Piedmont Boys frontman Greg Payne has always had three passions: football, baseball, and music. After college, the Greenville native played minor league baseball for two years. He then played Arena League Football for a year. But he didn't fully embrace his third love until he hit his 30s. He now realizes that he may have the most talent for it.
"Once you get to that next level, and you're against those guys, you learn a lot about yourself," recalls Payne of his professional sports careers. "So I don't have any regrets over either of those. I felt like I pushed myself as far as I could."

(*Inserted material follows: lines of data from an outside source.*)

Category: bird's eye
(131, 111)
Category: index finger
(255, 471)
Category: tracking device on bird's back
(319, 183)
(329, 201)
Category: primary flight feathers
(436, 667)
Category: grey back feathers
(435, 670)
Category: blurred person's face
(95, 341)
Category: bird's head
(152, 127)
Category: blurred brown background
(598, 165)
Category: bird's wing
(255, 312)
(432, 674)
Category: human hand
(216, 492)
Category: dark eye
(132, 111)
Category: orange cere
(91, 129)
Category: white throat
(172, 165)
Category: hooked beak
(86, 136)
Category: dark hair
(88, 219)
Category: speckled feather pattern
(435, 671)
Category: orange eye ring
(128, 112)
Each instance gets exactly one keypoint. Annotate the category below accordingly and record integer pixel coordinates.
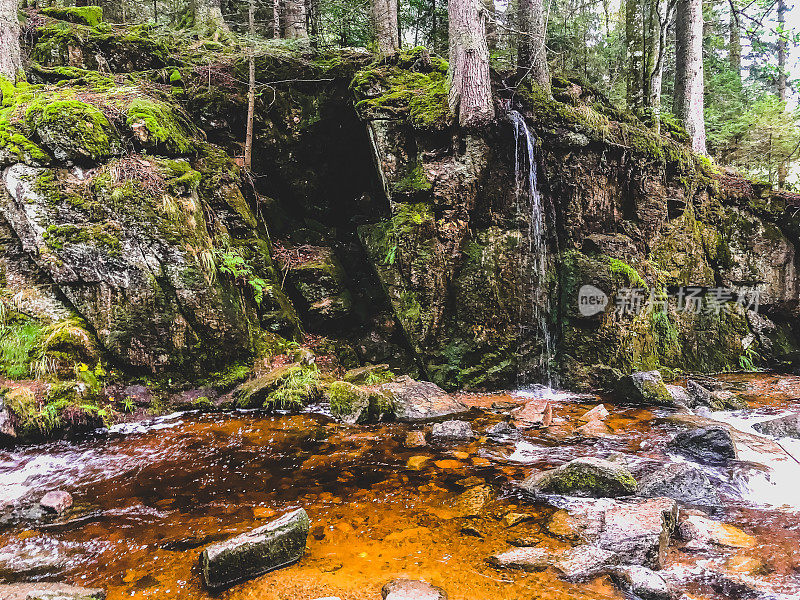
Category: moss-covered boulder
(592, 477)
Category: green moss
(85, 15)
(166, 129)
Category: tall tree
(532, 53)
(10, 54)
(208, 16)
(294, 19)
(689, 71)
(384, 19)
(470, 94)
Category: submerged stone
(272, 546)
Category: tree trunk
(532, 53)
(208, 16)
(470, 94)
(735, 42)
(689, 70)
(251, 88)
(294, 19)
(384, 19)
(10, 53)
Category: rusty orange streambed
(149, 499)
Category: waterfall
(531, 209)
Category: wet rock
(536, 413)
(598, 413)
(415, 439)
(701, 533)
(788, 426)
(412, 589)
(584, 562)
(452, 431)
(680, 395)
(471, 502)
(592, 477)
(524, 558)
(707, 445)
(644, 387)
(256, 552)
(56, 501)
(368, 375)
(640, 531)
(642, 583)
(595, 428)
(49, 591)
(419, 400)
(682, 482)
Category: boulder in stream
(706, 445)
(587, 477)
(49, 591)
(272, 546)
(412, 589)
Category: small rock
(524, 558)
(584, 562)
(256, 552)
(642, 582)
(49, 591)
(707, 445)
(682, 482)
(646, 388)
(701, 533)
(788, 426)
(592, 477)
(536, 413)
(598, 413)
(452, 430)
(411, 589)
(415, 439)
(56, 501)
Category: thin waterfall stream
(530, 207)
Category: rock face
(707, 445)
(411, 589)
(49, 591)
(788, 426)
(592, 477)
(419, 400)
(682, 482)
(256, 552)
(646, 388)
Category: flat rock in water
(452, 430)
(682, 482)
(586, 477)
(49, 591)
(707, 445)
(640, 531)
(420, 400)
(642, 582)
(788, 426)
(412, 589)
(256, 552)
(702, 533)
(56, 502)
(536, 413)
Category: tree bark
(384, 20)
(689, 84)
(532, 52)
(10, 53)
(470, 94)
(294, 19)
(208, 16)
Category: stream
(148, 498)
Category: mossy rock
(584, 477)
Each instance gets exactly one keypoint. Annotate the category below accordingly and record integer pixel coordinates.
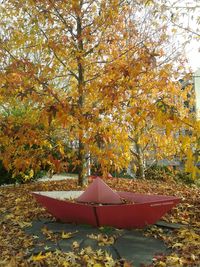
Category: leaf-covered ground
(18, 209)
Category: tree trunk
(140, 167)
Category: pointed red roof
(99, 192)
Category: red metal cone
(99, 192)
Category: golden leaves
(69, 235)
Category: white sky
(193, 54)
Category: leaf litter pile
(18, 209)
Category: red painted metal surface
(67, 211)
(99, 192)
(146, 209)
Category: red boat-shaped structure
(99, 205)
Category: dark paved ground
(129, 244)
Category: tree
(86, 65)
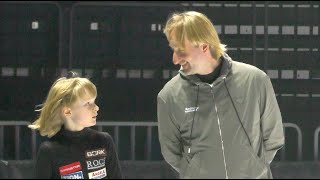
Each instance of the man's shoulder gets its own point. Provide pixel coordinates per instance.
(242, 68)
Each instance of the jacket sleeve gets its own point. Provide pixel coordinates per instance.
(169, 135)
(113, 163)
(271, 120)
(43, 166)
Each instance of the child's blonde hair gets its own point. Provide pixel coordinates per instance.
(63, 93)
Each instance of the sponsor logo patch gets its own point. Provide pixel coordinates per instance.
(76, 175)
(70, 168)
(95, 163)
(191, 109)
(96, 153)
(98, 174)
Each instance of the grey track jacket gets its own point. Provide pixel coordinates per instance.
(229, 129)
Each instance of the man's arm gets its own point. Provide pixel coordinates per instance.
(271, 120)
(169, 135)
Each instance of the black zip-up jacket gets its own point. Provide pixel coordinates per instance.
(87, 154)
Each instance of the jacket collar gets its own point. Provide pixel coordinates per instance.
(225, 69)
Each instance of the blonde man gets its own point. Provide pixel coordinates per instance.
(218, 118)
(73, 151)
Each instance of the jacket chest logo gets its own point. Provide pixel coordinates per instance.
(191, 109)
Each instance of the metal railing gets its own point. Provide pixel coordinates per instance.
(116, 125)
(316, 144)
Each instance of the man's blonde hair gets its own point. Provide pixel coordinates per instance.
(197, 28)
(63, 93)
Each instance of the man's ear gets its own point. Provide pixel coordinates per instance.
(66, 111)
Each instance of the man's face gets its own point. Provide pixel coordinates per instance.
(189, 57)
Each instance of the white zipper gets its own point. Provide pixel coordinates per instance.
(221, 139)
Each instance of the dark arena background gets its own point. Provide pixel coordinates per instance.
(121, 47)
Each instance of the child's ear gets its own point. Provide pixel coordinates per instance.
(66, 111)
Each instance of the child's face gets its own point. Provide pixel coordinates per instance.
(84, 113)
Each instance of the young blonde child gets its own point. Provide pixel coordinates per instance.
(73, 150)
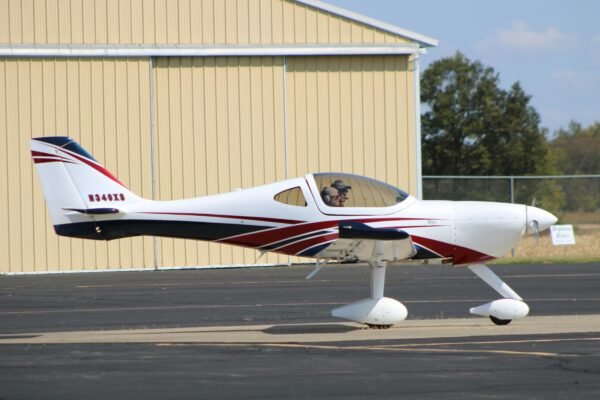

For the last five years, Payne's been pushing himself and his five-piece band as far as he can. "I didn't want to turn 50 and regret it," he says. "A buddy of mine passed away, and I just said, 'I'm gonna start a band. I'm gonna start writing songs and play in little bars.' I really wanted to give it a fair shot and bring out the best of what I had in music, but it's gotten way bigger than I ever thought it would be."
The Piedmont Boys evolved from a two-piece Greenville bar act to a five-piece country-bluegrass juggernaut. The band releases its third album, All on Red, this week. The official CD release show is at the Handlebar in Greenville on Nov. 23. They'll extend the party to the Windjammer this Saturday.
The story behind the title seems straight out of a rock 'n' roll movie. "We were at a casino in Oregon this past summer, Spirit Mountain Casino," says Payne, already chuckling a little. "And we're all broke musicians, so all the money we make usually goes into our gas tank. We got paid for two nights — way more money than we were used to — and I took the whole band's paycheck, without them knowing, to the roulette table and put it all on red."
His bandmates — lead guitarist Adam Whitehead, bassist Ed Lemon, drummer Brian Kennedy, and fiddle player Matt Parks — were pissed off, of course. Until Payne told them he'd won. They came home and immediately started recording; there was never a question about what the title of the record would be.
They recorded a set of originals at Mill Street Recordings in Inman, S.C., with producer Tim Lawter, who knows a bit about Southern music. After all, he played bass for the Marshall Tucker Band for 20 years.
"He's got a lot of knowledge and he knows the sound we're going for," says Payne. "Anytime you got somebody like that behind you, you got faith. And anytime he suggests something, we're easier to accept it."
While Lemon wrote two of the songs on the album, Payne penned the majority of their material. He has a modest and intriguing way of describing his songwriting. "There's a sound that's in my head that I ultimately want to get to," he says. "But I will never get to it. It's the Waylon Jennings sound, the Johnny Cash sound, the David Allan Coe sound ... it's all the sounds incorporated with their writing. I'll never get there, but that's not the point."
Striving toward that sound enables Payne and the boys to create their own unique niche. In fact, he says the most common thing he hears from first-time listeners is, "I don't even like country music, but I love y'all." Needless to say, they sound a lot more like Jennings and Cash than the radio-ready contemporary country music that blares out of Nashville.
However, there are connections to modern country. In May, they opened six gigs for Dierks Bentley during a Jägermeister-sponsored tour. The experience resulted in another movie-caliber story. After the band played the final show in Norfolk, Va., the Jägermeister team took them out drinking, and Payne lost his way.
"Being sponsored by Jäger is not always good," recalls Payne. "I ended up lost in downtown Norfolk. I fell asleep on the front steps along with a few homeless people, and I woke up to two ladies asking, 'Didn't you open up for Dierks tonight? What are you doing out here? You're gonna get killed.' I said 'Darlin', I don't know. I lost my band.' They took me back to their hotel room. I don't know what happened in that room. I just know I didn't have any clothes on when I woke up."